You do have some limits with SimpleDB:

  1. By default, you get 100 Domains. If you need more, contact Amazon and ask for more.
  2. Each domain can contain a maximum of 1 billion attributes.
  3. Each domain can be no larger than 10 GB.
  4. Each item can only have 256 attributes.
  5. An attribute name and value must be less than 1024 bytes each.
  6. Queries must run in less than 5 seconds or they are abandoned.
  7. Each query can only have 10 predicates and 10 comparisons.
  8. A select expression can only specify 20 unique attributes (use * to get more/all).
  9. Responses are limited to 1 MB. (Paging tokens are returned to get the complete result set using many responses.)

Doing the math, it means that you can have a database of 1 TB over 100 domains before you need to ask for more space. SimpleDB supports eventual consistency of data. Each copy of the data is stored multiple times. After adding, updating, or deleting data and Success is returned, you can know that your data was successfully stored at least once. It does take time for all copies to be updated, so an immediate read might not show the updated value. This means you need to design your applications to remember what was stored instead of hitting the database for the up to date information.

Any requests against SimpleDB require a token and key to make sure that only an authenticated identity is touching the data store.
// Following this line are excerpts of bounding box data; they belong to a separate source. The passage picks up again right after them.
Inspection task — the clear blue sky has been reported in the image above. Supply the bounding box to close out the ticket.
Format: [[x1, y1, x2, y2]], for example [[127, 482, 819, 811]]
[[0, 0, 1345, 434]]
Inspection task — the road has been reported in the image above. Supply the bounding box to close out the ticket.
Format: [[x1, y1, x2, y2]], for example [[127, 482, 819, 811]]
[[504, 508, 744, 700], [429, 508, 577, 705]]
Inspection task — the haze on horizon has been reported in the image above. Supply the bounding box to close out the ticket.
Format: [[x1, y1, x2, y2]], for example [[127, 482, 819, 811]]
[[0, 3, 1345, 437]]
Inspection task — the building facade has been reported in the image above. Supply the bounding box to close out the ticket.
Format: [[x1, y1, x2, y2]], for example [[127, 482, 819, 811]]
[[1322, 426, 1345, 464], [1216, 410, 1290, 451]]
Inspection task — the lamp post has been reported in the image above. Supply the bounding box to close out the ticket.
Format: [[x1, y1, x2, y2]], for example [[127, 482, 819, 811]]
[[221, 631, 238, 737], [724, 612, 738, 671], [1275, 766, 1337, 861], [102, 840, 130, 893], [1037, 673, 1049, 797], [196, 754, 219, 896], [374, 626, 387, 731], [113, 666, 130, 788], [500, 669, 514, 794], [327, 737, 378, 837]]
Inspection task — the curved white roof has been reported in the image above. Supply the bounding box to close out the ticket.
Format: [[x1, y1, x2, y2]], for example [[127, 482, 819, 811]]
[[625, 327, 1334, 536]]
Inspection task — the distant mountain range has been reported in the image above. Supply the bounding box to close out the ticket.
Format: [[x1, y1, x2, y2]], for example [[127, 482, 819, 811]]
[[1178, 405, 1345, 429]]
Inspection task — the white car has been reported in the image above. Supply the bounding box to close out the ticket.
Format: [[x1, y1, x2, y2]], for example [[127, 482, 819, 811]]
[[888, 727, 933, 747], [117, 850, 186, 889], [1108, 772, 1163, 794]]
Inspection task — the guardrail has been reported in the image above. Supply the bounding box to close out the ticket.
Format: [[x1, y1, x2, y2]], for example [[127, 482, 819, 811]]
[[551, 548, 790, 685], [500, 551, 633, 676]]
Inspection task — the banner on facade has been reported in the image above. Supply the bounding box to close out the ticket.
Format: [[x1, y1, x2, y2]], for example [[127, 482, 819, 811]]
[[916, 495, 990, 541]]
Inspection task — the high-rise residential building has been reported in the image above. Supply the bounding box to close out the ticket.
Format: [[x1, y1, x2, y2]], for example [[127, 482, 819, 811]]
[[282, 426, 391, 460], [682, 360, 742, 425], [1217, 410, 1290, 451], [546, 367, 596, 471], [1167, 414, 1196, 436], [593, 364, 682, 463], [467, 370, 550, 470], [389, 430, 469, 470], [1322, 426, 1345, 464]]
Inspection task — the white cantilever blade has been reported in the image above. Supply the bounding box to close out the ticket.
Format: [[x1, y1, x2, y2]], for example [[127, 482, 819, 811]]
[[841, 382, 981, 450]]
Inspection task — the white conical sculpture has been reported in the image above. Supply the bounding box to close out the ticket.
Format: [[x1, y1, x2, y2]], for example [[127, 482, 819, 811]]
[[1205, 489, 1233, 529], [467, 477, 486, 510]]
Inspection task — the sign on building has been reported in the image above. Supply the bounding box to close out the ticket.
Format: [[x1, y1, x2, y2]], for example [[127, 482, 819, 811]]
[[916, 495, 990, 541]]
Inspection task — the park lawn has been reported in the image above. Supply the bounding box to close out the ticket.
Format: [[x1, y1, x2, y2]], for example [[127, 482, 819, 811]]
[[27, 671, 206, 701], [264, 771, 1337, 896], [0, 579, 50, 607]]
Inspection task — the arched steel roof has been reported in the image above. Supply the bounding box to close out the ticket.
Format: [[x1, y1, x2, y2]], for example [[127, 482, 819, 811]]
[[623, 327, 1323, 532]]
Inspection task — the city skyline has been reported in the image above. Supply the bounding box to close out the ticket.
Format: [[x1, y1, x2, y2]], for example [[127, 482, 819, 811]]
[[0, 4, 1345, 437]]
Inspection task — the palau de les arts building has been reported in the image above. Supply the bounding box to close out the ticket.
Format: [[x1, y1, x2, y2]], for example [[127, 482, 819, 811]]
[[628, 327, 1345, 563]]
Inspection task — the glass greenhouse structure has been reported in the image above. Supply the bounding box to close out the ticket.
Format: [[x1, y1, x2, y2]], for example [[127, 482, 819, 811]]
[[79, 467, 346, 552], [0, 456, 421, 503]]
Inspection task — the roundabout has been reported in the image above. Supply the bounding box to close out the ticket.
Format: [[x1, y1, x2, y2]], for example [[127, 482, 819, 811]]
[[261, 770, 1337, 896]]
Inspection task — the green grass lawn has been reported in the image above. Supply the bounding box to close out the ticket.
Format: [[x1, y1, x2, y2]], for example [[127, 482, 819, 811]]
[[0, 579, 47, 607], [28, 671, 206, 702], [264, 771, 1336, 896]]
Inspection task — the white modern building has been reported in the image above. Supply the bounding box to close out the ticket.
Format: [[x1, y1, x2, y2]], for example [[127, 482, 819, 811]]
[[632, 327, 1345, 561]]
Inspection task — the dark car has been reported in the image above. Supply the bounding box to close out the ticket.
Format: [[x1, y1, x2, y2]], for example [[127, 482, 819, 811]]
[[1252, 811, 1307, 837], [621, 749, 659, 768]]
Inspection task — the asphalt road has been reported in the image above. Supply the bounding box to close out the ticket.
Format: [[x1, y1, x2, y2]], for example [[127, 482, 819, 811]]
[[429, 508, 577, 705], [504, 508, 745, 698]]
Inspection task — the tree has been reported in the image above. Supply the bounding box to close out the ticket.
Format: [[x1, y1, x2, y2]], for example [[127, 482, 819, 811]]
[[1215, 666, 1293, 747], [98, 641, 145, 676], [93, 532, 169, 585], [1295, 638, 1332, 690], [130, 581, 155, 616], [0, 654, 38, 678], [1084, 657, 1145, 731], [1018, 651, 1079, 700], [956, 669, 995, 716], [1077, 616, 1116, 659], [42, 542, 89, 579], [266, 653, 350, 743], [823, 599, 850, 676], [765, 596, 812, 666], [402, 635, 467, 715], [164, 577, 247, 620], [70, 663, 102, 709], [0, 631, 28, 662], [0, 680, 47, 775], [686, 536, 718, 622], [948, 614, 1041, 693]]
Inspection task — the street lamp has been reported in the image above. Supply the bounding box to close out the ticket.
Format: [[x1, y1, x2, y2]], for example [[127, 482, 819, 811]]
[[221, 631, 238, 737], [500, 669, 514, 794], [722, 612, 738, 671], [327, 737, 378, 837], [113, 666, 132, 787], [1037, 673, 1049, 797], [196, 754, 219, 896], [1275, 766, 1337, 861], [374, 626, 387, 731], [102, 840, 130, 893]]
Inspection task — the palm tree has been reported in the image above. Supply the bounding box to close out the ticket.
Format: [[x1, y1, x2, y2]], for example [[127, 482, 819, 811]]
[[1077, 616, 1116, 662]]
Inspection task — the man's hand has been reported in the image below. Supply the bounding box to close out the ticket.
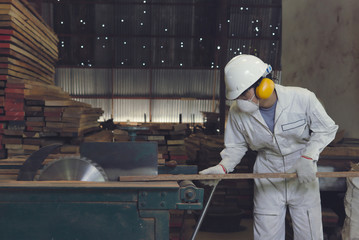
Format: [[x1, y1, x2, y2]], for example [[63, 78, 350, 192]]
[[199, 164, 226, 174], [199, 164, 226, 186], [287, 156, 316, 183]]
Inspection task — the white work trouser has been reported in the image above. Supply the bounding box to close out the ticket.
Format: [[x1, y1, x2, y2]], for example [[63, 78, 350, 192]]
[[254, 151, 323, 240]]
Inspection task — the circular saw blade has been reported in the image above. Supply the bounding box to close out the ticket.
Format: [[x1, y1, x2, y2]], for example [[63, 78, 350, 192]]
[[38, 157, 108, 182]]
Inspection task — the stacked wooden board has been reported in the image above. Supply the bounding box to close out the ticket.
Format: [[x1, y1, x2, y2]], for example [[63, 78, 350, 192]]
[[0, 0, 58, 84], [0, 0, 103, 158]]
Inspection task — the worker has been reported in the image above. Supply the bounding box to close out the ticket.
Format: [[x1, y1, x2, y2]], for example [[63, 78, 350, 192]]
[[200, 54, 338, 240]]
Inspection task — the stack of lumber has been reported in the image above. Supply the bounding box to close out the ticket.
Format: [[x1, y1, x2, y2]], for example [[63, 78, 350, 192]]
[[0, 0, 103, 158], [0, 0, 58, 84], [138, 123, 189, 165]]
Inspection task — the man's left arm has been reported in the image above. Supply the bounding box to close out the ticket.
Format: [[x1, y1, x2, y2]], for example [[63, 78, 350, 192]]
[[302, 92, 338, 160]]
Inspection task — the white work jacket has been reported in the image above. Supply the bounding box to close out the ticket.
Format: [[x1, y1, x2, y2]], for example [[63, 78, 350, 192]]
[[221, 84, 338, 173]]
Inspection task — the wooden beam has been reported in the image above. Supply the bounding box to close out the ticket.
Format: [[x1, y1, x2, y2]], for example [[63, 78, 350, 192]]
[[119, 171, 359, 182]]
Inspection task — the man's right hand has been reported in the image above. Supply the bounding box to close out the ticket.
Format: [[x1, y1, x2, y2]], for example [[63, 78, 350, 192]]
[[199, 164, 226, 174], [199, 164, 226, 186]]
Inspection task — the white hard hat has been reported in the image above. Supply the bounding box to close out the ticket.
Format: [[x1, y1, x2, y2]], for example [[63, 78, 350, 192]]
[[224, 54, 272, 100]]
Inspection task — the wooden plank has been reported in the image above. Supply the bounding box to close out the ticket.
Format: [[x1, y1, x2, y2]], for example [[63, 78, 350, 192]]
[[119, 171, 359, 182], [0, 43, 55, 74], [0, 18, 58, 60]]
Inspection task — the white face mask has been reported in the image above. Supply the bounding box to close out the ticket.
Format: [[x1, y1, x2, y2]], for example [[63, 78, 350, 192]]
[[236, 94, 259, 113]]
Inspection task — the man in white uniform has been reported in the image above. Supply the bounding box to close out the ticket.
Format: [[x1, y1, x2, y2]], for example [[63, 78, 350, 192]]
[[200, 55, 338, 240]]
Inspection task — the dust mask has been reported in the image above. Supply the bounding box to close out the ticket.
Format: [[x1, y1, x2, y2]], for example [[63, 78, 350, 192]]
[[236, 94, 259, 113]]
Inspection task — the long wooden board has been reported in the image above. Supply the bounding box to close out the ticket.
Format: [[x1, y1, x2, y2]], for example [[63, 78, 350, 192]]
[[119, 171, 359, 182]]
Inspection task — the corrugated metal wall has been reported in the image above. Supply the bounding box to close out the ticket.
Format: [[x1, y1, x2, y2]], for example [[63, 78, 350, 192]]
[[55, 68, 219, 122], [42, 0, 281, 122]]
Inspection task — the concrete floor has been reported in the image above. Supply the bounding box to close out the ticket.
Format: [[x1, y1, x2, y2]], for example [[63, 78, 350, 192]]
[[180, 218, 253, 240]]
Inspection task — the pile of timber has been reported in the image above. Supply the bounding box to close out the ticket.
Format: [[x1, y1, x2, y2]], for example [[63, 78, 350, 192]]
[[0, 0, 59, 84], [0, 0, 103, 158]]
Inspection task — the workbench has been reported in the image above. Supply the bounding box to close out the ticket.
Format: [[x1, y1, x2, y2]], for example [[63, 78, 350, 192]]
[[0, 180, 203, 240]]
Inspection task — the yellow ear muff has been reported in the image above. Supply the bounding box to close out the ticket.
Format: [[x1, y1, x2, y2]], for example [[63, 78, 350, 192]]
[[256, 78, 274, 99]]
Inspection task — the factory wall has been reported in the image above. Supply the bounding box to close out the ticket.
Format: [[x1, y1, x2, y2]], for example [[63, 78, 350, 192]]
[[282, 0, 359, 138], [55, 68, 219, 123]]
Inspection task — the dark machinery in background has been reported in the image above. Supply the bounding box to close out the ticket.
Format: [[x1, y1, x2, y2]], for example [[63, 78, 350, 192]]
[[0, 142, 203, 240]]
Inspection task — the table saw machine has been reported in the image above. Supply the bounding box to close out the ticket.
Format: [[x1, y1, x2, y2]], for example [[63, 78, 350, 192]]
[[0, 142, 203, 240]]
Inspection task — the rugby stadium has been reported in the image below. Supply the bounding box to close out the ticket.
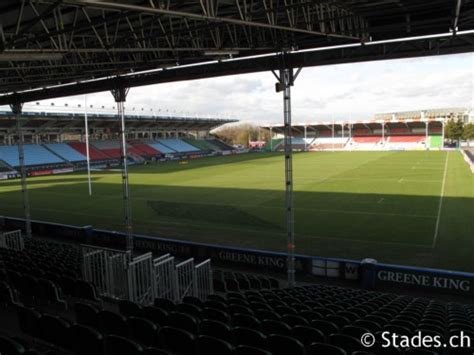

You can obtain a token and secret by going to http://aws.amazon.com/simpledb/ and clicking on Sign up For Amazon SimpleDB. Then, select Resource Center. Under the Your Account menu, click on Access Identifiers. From there, you should see something that says Access Key ID and Secret Access Key. Once you have this information, you can access SimpleDB, Simple Storage Service, and EC2 (and other services, but we won’t be using them for this application).

Next time, we’ll build something with SimpleDB. In F#. Using a C# library. Oh yeah!

Leave a comment

Developing PhotoWeb on Amazon Web Services

Back in February, I walked through the development of a Photo storage application. The application originally comes from one of the examples in the REST book Kenn Scribner and I wrote, Effective REST Services via .NET. Photo sharing and uploads allow for me to present a well understood application without providing a lot of background. For a photo, you upload it somewhere and store metadata about the photo itself. We already covered Google App Engine in February.

For this application, we will use Amazon Web Services, including SimpleDB, Simple Storage Service, and Elastic Compute Cloud. At the end, I’ll tell you what I thought of the experience. I’ll develop the application in F#. When I presented this code to the Midwest Cloud Computing Users Group for the April 2009 meeting, Amanda Laucher offered up that my use of F# used some idioms she hadn’t seen before. That’s a nice way of saying “You appear to be a n00b.” Please keep that in mind whenever you review my F# code.

I’ll also be showing a few helper libraries that are OpenSource (or similar). A nice thing about AWS is that the C# OpenSource community has come out and done a great job putting out great tools.

For EC2, I used the application at https://console.aws.amazon.com as well as Windows Remote Desktop to setup and manage the EC2 instance. I use SimpleDB as a custom MembershipProvider for the ASP.NET application. Next time, we will look at how that provider was created.

Leave a comment

Cloud Computing User Group and Chicago Code Camp

To everyone who came out to the Midwest Cloud Computing User Group (Chicago/Downers Grove), I want to thank you for coming and listening how the various cloud platforms work. For those that missed the talk, I’m busy turning the comparisons into more detailed blog postings. I’ve probably got 2-3 months worth of posts that will present more details. Those posts should start showing up next week Monday (4-13-2009).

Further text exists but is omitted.